An IP address is assigned for the dial-up client.
● Accounting phase: Collects information on resource usage for the purpose of trend
analysis, auditing, session time billing, or cost allocation.
How 802.1x Authentication Works
A simplified description of 802.1x authentication is:
● A client sends a "request to access" message to an access point. The access point
requests the identity of the client.
● The client replies with its identity packet which is passed along to the authentication
server.
● The authentication server sends an "accept" packet to the access point.

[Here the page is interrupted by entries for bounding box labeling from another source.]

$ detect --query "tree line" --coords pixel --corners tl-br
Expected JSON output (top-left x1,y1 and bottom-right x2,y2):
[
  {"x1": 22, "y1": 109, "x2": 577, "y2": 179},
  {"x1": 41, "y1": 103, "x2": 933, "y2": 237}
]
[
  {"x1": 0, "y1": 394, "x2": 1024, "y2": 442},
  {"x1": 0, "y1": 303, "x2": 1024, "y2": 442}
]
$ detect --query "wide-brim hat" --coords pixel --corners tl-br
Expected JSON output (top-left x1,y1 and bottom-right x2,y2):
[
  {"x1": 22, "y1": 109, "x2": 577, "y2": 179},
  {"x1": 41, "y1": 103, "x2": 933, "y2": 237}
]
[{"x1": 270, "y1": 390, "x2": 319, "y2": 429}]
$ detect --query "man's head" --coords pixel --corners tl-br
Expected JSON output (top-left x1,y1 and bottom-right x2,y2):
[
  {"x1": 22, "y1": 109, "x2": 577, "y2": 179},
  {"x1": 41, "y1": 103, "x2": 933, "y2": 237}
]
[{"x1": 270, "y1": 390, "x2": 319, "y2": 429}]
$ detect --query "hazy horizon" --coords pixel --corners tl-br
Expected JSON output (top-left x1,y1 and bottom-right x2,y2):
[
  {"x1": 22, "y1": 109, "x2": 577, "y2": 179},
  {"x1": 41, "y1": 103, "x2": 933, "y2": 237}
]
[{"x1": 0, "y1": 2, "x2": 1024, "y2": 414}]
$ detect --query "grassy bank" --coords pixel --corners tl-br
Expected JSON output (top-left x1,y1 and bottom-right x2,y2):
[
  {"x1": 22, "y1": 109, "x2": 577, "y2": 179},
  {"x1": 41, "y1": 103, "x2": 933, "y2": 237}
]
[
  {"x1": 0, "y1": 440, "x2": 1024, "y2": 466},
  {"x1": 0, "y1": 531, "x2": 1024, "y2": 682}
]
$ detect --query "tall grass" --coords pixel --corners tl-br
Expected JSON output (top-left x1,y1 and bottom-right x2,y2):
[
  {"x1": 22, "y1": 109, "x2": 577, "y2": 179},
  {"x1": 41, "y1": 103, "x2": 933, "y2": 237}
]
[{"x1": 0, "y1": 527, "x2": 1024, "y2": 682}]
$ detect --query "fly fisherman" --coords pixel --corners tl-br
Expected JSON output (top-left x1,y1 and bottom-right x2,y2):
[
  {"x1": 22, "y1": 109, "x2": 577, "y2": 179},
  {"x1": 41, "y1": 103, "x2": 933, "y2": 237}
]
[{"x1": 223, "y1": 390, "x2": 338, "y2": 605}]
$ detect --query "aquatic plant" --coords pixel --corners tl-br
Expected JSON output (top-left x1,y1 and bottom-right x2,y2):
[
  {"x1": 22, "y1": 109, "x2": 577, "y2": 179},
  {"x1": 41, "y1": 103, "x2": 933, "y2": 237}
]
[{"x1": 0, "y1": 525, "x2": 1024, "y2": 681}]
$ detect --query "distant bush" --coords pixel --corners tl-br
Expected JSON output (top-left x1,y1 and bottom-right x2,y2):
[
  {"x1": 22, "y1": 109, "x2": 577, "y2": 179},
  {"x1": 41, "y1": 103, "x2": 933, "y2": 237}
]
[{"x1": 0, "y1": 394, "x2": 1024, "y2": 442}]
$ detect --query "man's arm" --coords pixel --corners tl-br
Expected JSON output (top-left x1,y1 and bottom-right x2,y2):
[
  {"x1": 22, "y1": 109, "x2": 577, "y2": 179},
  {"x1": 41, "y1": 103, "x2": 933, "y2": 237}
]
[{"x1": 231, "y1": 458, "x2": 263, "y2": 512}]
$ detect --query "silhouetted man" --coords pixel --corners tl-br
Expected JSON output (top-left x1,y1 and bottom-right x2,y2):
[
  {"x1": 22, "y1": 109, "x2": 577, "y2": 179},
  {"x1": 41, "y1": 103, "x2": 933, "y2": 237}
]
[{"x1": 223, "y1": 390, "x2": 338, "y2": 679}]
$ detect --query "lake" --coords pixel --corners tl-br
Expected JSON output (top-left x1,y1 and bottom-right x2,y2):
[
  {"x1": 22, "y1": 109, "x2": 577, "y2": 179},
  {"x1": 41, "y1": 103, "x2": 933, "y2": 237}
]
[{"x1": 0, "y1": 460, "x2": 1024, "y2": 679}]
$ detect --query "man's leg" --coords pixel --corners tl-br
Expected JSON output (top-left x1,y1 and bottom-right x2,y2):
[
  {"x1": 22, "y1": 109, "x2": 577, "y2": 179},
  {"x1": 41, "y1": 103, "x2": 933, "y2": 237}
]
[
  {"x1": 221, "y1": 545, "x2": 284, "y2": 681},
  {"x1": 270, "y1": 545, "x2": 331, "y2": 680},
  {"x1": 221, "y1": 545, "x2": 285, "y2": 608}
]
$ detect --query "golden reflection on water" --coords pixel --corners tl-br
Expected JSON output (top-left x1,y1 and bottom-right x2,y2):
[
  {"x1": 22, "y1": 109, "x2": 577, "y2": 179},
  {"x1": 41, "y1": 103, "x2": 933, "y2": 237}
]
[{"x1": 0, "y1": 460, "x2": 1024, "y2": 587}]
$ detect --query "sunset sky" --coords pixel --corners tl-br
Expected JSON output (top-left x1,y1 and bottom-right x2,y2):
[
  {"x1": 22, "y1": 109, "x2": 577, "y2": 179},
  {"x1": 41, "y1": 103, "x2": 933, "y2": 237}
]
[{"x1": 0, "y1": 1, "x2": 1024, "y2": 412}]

● The access point places the client port in the authorized state and data traffic is
allowed to proceed.
802.1x Features
● 802.1x supplicant protocol support
● Support for the Extensible Authentication Protocol (EAP) - RFC 2284
● Supported Authentication Methods:
❍ EAP TLS Authentication Protocol - RFC 2716 and RFC 2246
❍ EAP Tunneled TLS (TTLS)
❍ PEAP
● Supports Microsoft Windows XP and Windows 2000
WPA or WPA2
Wi-Fi Protected Access (WPA or WPA2) is a security enhancement that strongly increases the
level of data protection and access control to a wireless network. WPA enforces 802.1x
authentication and key-exchange and only works with dynamic encryption keys. To
strengthen data encryption, WPA utilizes Temporal Key Integrity Protocol (TKIP). TKIP
provides important data encryption enhancements that include a per-packet key mixing
function, a message integrity check (MIC) called Michael an extended initialization vector
(IV) with sequencing rules, and a rekeying mechanism. With these improvement
enhancements, TKIP protects against WEP's known weaknesses.